End-to-end maxmin fairness in multihop wireless networks: Theory and protocol

To promote commercial deployment of multihop wireless networks, the research/industry communities must develop new theories and protocols for flexible traffic engineering in these networks in order to support diverse user applications. This paper studies an important traffic engineering problem–how to support fair bandwidth allocation among all end-to-end flows in a multihop wireless network–which, in a more precise term, is to achieve the global maxmin fairness objective in bandwidth allocation. There exists no distributed algorithm for this problem in multihop wireless networks using IEEE 802.11 DCF. We have two major contributions.
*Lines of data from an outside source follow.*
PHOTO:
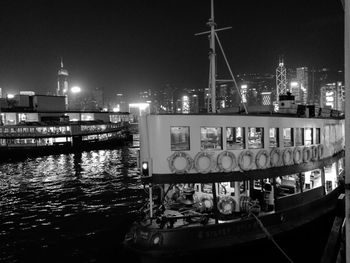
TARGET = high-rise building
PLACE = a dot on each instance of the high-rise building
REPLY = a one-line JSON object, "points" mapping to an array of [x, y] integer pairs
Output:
{"points": [[303, 80], [281, 79], [98, 98], [62, 83], [333, 95]]}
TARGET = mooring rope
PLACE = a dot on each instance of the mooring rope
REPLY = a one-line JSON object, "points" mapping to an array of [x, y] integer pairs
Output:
{"points": [[269, 236]]}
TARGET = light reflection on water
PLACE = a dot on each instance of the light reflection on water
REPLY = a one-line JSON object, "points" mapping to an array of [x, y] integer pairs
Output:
{"points": [[69, 203]]}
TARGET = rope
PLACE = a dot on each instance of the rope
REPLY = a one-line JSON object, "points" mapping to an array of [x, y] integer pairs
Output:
{"points": [[269, 236]]}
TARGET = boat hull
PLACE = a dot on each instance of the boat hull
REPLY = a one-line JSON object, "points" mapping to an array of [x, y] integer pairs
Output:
{"points": [[193, 240], [26, 151]]}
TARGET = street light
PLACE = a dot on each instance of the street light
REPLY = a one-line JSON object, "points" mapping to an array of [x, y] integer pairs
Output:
{"points": [[75, 89]]}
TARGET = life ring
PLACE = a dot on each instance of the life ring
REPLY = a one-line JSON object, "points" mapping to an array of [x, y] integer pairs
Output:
{"points": [[198, 164], [320, 148], [298, 155], [273, 161], [288, 153], [233, 162], [206, 203], [248, 153], [307, 154], [185, 168], [314, 151], [267, 159], [226, 205]]}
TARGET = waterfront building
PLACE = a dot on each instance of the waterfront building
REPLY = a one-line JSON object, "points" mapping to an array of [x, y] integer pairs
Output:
{"points": [[302, 77], [62, 82], [333, 95]]}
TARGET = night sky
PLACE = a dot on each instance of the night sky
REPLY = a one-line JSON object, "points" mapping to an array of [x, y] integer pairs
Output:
{"points": [[131, 45]]}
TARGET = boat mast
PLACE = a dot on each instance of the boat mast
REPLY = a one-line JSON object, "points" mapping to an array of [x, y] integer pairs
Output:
{"points": [[211, 23], [346, 5], [212, 67]]}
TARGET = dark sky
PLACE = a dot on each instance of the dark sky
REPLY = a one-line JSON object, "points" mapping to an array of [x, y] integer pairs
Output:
{"points": [[132, 45]]}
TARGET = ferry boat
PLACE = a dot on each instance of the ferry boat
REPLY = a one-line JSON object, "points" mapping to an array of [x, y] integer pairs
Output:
{"points": [[41, 125], [219, 180]]}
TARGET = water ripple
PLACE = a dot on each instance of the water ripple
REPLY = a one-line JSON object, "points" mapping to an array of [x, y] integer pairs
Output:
{"points": [[64, 204]]}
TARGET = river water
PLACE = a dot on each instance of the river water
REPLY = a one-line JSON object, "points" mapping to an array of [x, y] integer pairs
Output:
{"points": [[78, 207], [68, 207]]}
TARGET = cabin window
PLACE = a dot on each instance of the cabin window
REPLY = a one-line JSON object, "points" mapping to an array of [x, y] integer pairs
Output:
{"points": [[274, 137], [180, 138], [299, 136], [255, 138], [288, 137], [211, 138], [309, 136], [235, 139], [318, 135]]}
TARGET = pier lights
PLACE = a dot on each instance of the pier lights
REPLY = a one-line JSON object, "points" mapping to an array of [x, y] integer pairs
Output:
{"points": [[145, 169], [75, 89]]}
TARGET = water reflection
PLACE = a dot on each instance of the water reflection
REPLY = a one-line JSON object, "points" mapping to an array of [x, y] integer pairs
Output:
{"points": [[53, 201]]}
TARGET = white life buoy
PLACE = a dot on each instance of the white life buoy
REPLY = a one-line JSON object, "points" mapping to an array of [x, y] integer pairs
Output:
{"points": [[180, 168], [263, 165], [320, 151], [241, 163], [232, 161], [206, 203], [204, 167], [314, 151], [226, 205], [275, 152], [288, 156], [298, 155], [307, 154]]}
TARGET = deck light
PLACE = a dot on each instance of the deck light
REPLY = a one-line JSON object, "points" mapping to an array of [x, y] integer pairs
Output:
{"points": [[145, 169]]}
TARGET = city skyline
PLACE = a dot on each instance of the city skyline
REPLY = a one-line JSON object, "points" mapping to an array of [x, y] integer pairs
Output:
{"points": [[135, 46]]}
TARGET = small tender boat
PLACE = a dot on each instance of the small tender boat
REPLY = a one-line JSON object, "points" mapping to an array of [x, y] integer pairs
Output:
{"points": [[226, 179]]}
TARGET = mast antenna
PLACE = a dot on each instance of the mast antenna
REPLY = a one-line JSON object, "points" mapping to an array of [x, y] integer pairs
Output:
{"points": [[212, 69]]}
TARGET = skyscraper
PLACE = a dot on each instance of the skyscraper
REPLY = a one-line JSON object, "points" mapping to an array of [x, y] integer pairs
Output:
{"points": [[62, 87], [303, 80]]}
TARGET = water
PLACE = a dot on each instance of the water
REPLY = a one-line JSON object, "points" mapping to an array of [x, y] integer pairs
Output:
{"points": [[68, 207], [78, 207]]}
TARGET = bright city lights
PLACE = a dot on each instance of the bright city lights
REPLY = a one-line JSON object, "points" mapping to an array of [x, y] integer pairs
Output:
{"points": [[294, 84], [75, 89]]}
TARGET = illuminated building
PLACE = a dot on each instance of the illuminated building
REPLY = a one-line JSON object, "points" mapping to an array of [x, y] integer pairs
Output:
{"points": [[303, 79], [266, 98], [281, 79], [333, 95], [62, 83]]}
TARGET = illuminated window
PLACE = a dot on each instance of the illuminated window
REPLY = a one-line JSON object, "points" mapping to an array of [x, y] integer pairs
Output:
{"points": [[288, 137], [180, 138], [318, 135], [255, 138], [211, 138], [274, 137], [308, 136], [235, 138], [299, 136]]}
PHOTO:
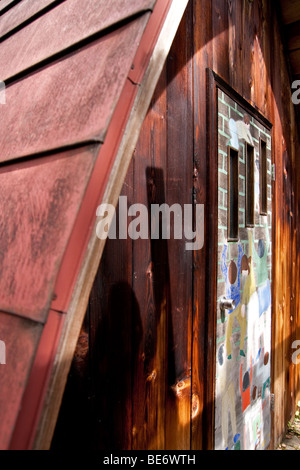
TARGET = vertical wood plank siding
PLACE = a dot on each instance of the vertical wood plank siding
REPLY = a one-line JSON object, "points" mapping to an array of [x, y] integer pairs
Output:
{"points": [[149, 316]]}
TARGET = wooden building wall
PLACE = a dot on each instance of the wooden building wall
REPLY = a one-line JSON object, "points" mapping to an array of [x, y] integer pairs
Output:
{"points": [[140, 377]]}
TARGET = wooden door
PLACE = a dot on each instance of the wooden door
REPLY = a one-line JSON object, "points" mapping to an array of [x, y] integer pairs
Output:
{"points": [[244, 260]]}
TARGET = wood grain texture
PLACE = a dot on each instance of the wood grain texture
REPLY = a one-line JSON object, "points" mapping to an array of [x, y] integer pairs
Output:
{"points": [[68, 25], [59, 105], [20, 337], [7, 4], [36, 220], [241, 42], [163, 33]]}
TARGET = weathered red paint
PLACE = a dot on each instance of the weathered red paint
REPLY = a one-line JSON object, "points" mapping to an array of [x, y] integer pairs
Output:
{"points": [[78, 242], [41, 369], [59, 105], [96, 123], [21, 338], [5, 4], [18, 54], [36, 221]]}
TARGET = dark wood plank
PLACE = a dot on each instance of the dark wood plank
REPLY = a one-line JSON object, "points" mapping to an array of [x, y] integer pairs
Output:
{"points": [[290, 10], [179, 184], [35, 217], [20, 337], [220, 25], [151, 284], [59, 105], [68, 24], [202, 60]]}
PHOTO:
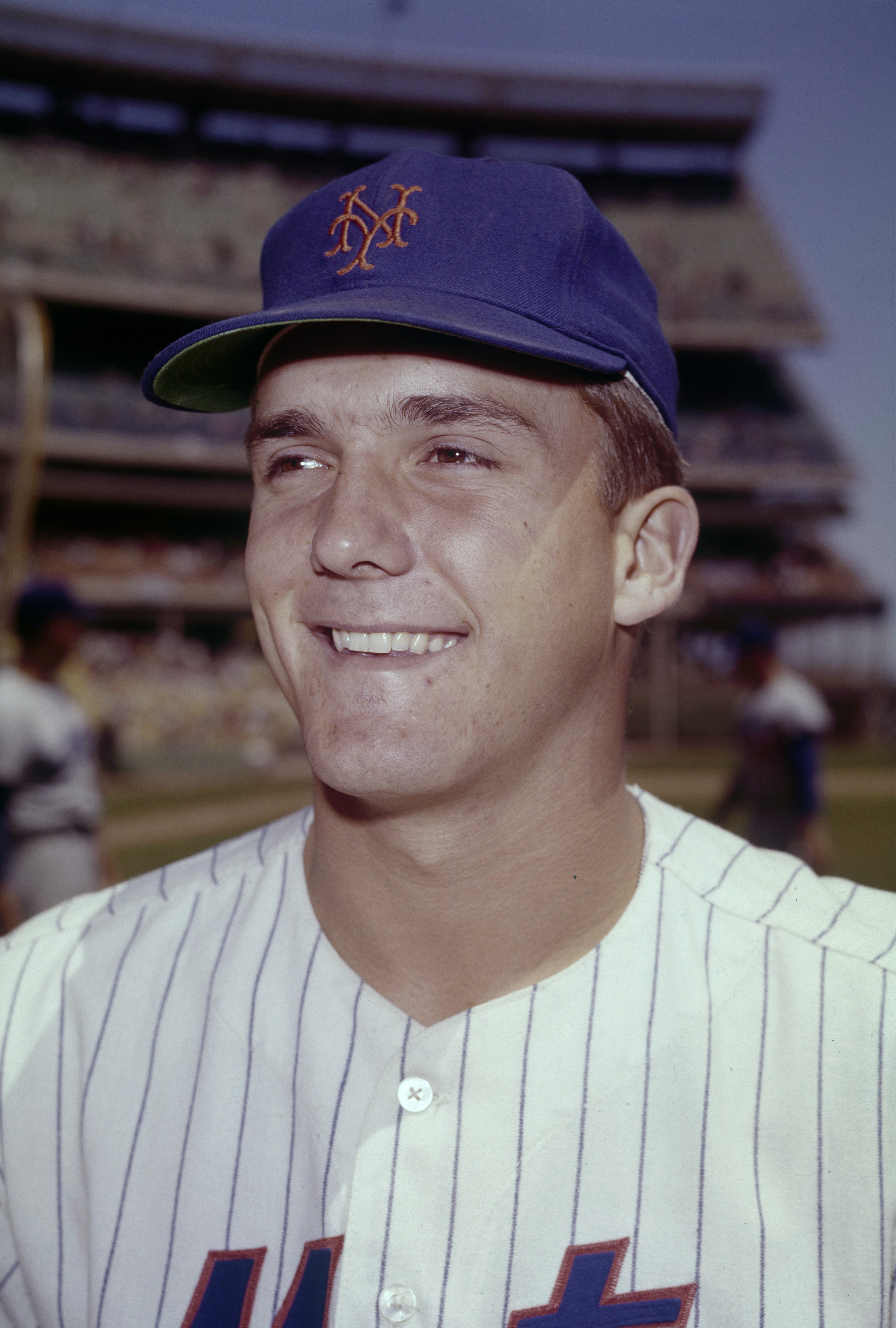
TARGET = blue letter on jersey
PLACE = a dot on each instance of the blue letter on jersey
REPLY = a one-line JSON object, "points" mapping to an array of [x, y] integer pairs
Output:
{"points": [[583, 1295], [226, 1290]]}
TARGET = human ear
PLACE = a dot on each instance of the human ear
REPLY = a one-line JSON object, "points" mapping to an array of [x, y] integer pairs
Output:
{"points": [[654, 541]]}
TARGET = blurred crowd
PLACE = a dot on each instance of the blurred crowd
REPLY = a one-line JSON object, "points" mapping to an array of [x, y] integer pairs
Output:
{"points": [[170, 691]]}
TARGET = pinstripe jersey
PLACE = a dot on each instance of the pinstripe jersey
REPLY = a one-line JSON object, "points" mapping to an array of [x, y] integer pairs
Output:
{"points": [[704, 1103]]}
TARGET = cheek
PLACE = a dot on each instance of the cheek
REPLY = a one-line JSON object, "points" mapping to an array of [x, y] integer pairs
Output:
{"points": [[277, 551]]}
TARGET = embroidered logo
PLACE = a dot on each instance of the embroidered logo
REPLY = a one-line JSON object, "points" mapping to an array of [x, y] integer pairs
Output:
{"points": [[586, 1294], [389, 224]]}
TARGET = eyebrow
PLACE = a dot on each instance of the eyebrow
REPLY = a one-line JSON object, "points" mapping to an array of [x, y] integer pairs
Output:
{"points": [[285, 424], [411, 411]]}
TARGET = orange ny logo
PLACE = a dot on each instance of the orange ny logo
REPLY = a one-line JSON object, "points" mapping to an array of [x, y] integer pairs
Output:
{"points": [[389, 224]]}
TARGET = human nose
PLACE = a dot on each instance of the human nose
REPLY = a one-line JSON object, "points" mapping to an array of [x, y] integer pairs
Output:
{"points": [[362, 532]]}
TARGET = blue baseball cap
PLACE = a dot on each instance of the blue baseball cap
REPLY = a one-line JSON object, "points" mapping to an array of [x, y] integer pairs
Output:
{"points": [[504, 253], [40, 602]]}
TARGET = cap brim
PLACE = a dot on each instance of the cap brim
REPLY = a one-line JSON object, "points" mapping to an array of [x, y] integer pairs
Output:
{"points": [[214, 369]]}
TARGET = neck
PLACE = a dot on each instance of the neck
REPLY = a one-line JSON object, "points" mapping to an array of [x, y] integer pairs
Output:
{"points": [[451, 906]]}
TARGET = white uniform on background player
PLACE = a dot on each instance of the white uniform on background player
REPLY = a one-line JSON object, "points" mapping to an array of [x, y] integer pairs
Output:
{"points": [[48, 771], [485, 1038]]}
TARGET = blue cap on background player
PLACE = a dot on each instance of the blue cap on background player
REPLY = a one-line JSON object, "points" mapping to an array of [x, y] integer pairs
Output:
{"points": [[505, 253]]}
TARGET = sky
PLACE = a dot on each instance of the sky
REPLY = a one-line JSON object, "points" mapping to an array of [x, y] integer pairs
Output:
{"points": [[823, 163]]}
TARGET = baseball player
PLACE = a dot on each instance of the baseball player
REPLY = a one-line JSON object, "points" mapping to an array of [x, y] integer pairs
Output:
{"points": [[484, 1038], [781, 722], [50, 793]]}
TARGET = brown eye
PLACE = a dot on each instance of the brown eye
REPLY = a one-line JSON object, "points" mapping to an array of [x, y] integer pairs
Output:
{"points": [[458, 457]]}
The first contribution is to develop a novel theory that maps the global maxmin objective to four local conditions and prove their equivalence. The second contribution is to design a distributed rate adjustment protocol based on those local conditions to achieve the global maxmin objective through fully distributed operations. Comparing with the prior art, our protocol has a number of advantages. It is designed for the popular IEEE 802.11 DCF. It replaces per-flow queueing with per-destination queueing. It achieves far better fairness (or weighted fairness) among end-to-end flows.

► We propose a solution for weighted max–min fairness for multihop 802.11 networks.
► Global maxmin objective is transformed into localized conditions.
► We prove that if localized conditions are met, global maxmin is achieved.
► We design a distributed rate adaption protocol based on localized conditions.